Alman Sinemasında Göç ve Perspektifleri söylemine içeriden bir bakışla müdahale ediliyor yani Alman Medyası ve Alman Toplumu arasındaki göç söyleminde farklı bakışlar söz konusu.

Toplum siyaset tarafından temsil edilir. Almanya'da ve çoğu Batı Avrupa ülkesinde bu söylem, güçlü ve sağlam dinamikler arasındaki bir gerilim alanında hareket ediyor. Bu, bir medya söyleminin siyaset tarafından benimsenebileceği ve göçün buna göre araşsallaştırılabileceği anlamına gelir. Ya da siyasetteki söylem, medya tarafından, özellikle Alman film ve televizyonu tarafından alınır ve üretilen imajlar aracılığıyla toplumsal algıda tezahür eder. Muhtemel bir sonuç, varsayılan bir "merkez" ve benzer bir "kenar"ın yarı sürekli ve kendi kendini kopyalayan üretimi olmaktadır. Bu hakim tutumların kökleri genellikle Almanya'nın henüz yeterince araştırılmamış olan sömürge geçmişine dayanmaktadır.

Bu açıklamalırın ardından filmler, göçün sadece yapımcıları tarafından deneyimlenmediği bir uzmanlıkla karakterize ediliyor. Göç onları, içeriden tanıklığın özneyi oluşturduğu bir dereceye kadar etkiliyor. Sadece bu nedenle değil, aynı zamanda yeni perspektifler ve anlatım biçimleri ortaya çıkıyor. Başka bir deyişle, filmler kanonu eşit derecede zenginleştirir. Ne yazık ki sinema tarihi açısından bu olasılık ancak son zamanlarda dikkate alınmaya başlandı.

Kürasyon, filmler 1979'dan 2019'a kadar olan süreci kapsıyor ve farklı türlerden 24 kısa, orta ve uzun metrajlı filmin yer aldığı 17 programdan oluşuyor. Filmlerin çoğu, haksız bir şekilde sıkca gösterilmeyen filmleri teşkil ediyor.

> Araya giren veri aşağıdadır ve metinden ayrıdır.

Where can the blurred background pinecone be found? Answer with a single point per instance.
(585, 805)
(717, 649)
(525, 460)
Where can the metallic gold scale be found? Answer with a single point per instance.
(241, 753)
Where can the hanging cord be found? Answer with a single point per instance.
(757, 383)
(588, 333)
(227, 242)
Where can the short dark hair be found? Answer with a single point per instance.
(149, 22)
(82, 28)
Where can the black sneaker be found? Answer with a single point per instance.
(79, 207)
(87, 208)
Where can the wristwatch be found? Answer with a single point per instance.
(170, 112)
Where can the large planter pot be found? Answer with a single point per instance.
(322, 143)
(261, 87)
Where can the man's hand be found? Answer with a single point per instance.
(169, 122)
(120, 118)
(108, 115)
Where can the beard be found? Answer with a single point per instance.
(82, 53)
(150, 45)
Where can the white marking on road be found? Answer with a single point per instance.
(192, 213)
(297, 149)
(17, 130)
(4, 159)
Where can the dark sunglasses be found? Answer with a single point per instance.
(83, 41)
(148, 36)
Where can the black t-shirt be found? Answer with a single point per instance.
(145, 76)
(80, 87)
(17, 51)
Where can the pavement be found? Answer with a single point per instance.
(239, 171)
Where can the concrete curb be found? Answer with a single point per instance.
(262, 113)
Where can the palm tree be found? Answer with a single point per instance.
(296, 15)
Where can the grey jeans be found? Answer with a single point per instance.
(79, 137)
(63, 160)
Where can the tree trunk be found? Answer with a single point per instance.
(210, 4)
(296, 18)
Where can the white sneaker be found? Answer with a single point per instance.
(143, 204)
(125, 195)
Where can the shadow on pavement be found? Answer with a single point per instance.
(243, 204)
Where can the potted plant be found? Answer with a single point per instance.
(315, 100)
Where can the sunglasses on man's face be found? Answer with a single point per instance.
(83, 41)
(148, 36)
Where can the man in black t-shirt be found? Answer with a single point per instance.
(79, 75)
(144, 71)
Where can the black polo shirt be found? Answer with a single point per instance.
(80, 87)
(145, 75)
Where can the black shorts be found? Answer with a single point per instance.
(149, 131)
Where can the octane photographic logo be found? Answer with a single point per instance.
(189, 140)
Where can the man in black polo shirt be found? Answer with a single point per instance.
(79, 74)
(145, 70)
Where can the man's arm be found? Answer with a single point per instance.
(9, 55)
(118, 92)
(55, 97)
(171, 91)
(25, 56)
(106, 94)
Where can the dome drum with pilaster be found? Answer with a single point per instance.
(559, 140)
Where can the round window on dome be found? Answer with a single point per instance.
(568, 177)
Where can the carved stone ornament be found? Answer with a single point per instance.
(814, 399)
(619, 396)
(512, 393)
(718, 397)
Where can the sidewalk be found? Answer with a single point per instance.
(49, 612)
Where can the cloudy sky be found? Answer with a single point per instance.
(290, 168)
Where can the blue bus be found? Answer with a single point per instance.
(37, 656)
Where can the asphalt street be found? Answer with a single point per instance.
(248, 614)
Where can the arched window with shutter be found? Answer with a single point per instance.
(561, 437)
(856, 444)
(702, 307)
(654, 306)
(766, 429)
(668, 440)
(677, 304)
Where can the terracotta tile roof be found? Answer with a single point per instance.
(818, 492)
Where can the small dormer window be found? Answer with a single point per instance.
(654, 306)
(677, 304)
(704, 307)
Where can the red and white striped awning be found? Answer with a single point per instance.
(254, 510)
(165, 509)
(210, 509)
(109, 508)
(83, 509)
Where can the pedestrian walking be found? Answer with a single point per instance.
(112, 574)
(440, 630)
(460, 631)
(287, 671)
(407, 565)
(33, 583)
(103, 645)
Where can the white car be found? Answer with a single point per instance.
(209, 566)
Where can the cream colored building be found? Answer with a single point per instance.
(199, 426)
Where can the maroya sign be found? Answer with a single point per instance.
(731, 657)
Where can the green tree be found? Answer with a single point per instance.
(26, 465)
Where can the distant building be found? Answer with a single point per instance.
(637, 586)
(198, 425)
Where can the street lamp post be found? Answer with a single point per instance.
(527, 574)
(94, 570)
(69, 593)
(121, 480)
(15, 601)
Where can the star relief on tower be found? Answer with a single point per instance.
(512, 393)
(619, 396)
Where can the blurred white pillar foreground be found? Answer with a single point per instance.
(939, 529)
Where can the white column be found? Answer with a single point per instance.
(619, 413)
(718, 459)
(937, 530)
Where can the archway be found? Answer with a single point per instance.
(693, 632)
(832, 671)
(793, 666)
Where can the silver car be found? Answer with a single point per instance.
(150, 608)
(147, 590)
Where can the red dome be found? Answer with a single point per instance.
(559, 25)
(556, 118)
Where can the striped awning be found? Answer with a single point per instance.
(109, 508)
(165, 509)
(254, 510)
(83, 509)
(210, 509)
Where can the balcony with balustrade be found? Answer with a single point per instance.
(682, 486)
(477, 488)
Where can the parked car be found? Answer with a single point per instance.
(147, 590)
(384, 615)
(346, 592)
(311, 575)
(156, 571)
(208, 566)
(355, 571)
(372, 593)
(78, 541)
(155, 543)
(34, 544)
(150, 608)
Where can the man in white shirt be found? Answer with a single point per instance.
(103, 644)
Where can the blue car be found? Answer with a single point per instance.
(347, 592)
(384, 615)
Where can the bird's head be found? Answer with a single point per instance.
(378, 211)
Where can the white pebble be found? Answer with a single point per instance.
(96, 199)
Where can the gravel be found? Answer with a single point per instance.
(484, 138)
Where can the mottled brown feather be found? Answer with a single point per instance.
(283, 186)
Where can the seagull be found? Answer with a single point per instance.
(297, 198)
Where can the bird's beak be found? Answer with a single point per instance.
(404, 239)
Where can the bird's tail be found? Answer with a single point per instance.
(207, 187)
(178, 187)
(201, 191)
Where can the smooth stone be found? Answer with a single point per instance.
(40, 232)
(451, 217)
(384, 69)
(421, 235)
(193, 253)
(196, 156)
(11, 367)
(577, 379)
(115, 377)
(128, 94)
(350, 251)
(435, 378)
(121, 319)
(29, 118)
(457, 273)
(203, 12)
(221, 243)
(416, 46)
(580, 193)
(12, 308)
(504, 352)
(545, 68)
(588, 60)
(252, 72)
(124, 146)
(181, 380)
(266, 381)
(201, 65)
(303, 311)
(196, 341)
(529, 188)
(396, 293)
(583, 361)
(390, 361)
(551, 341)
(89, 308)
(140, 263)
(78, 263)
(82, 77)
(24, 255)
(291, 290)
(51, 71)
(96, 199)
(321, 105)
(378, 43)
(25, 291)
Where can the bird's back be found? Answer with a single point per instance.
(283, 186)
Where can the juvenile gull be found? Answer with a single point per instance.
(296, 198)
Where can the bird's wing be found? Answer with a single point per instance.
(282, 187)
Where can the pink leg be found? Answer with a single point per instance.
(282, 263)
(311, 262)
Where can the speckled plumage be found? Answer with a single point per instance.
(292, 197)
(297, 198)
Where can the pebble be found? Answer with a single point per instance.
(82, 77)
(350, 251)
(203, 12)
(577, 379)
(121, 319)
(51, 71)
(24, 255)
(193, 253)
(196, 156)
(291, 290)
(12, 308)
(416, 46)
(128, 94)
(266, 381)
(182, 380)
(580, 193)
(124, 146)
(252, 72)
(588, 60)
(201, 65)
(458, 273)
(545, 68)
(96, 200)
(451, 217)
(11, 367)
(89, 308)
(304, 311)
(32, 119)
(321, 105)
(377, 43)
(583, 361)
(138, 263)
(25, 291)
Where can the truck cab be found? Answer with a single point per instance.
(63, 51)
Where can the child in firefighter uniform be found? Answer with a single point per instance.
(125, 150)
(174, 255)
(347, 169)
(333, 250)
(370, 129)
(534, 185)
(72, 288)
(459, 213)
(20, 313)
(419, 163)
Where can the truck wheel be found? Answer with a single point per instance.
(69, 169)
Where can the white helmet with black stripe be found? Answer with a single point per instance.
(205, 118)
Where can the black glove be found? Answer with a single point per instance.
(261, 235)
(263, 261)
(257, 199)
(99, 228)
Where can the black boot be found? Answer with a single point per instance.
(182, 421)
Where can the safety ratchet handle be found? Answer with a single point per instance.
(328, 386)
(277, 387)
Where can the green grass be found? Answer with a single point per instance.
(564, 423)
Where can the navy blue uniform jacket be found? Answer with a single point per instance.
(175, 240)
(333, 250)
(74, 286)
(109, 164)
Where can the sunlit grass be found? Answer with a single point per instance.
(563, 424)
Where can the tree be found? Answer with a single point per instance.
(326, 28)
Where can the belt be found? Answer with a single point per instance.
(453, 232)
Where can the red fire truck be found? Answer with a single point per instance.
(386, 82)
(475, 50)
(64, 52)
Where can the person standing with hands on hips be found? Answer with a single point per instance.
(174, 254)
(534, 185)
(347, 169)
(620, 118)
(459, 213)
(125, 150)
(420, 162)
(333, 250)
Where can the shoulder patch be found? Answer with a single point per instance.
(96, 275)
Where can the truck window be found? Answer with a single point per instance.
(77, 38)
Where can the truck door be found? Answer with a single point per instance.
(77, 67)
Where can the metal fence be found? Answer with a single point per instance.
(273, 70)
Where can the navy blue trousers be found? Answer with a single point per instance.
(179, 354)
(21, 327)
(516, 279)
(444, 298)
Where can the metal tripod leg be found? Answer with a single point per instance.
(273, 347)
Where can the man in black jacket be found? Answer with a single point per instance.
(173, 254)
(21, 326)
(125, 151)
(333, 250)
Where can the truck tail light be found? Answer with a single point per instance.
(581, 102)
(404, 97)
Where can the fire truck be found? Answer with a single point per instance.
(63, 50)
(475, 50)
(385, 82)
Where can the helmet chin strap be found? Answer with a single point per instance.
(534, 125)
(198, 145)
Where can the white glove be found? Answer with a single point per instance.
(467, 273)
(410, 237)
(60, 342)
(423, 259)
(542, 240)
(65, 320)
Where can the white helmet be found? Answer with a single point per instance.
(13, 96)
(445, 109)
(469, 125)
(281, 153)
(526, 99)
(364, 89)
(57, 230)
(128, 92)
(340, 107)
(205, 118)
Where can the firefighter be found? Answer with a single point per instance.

Bu filmler, Avrupa merkezci bakış açısını kırıp yerine çok perspektifli, kendini yansıtan ve yenilikçi sesler getiren, duvarın yıkılmasından önce ve sonra göç söylemini aydınlatan ve ilerleten filmlerdir. Bununla birlikte, pedagojik olmaksızın tarihsel boşlukları dolduruyorlar. Her film içsel bir gereklilikten yola çıkılarak yapılmış.

Filmler bazen beyazların bakışını mizahi bir dille savuşturuyor (FAKE SOLDIERS | IN THE NAME OF SCHEHERAZADE ODER DER ERSTE BIERGARTEN IN TEHERAN), bazen çoğunluk toplumuna karşı acı dolu bir tavır takınıyor (EMPFÄNGER UNBEKANNT | DER ZWEITE ANSCHLAG | MEIN VATER, DER GASTARBEITER), bazen de eğitimde ilerlemenin bedelini anlatıyor (EXIL | MAN SA YAY - I, YOUR MOTHER | FREMD).

Filmler sınırları yıkıyor, yeni alanlar yaratıyor, bilgi aktarıyor, göçün daha iyi anlaşılmasını sağlıyor ve göç sonrası toplum için bir köprü kuruyor.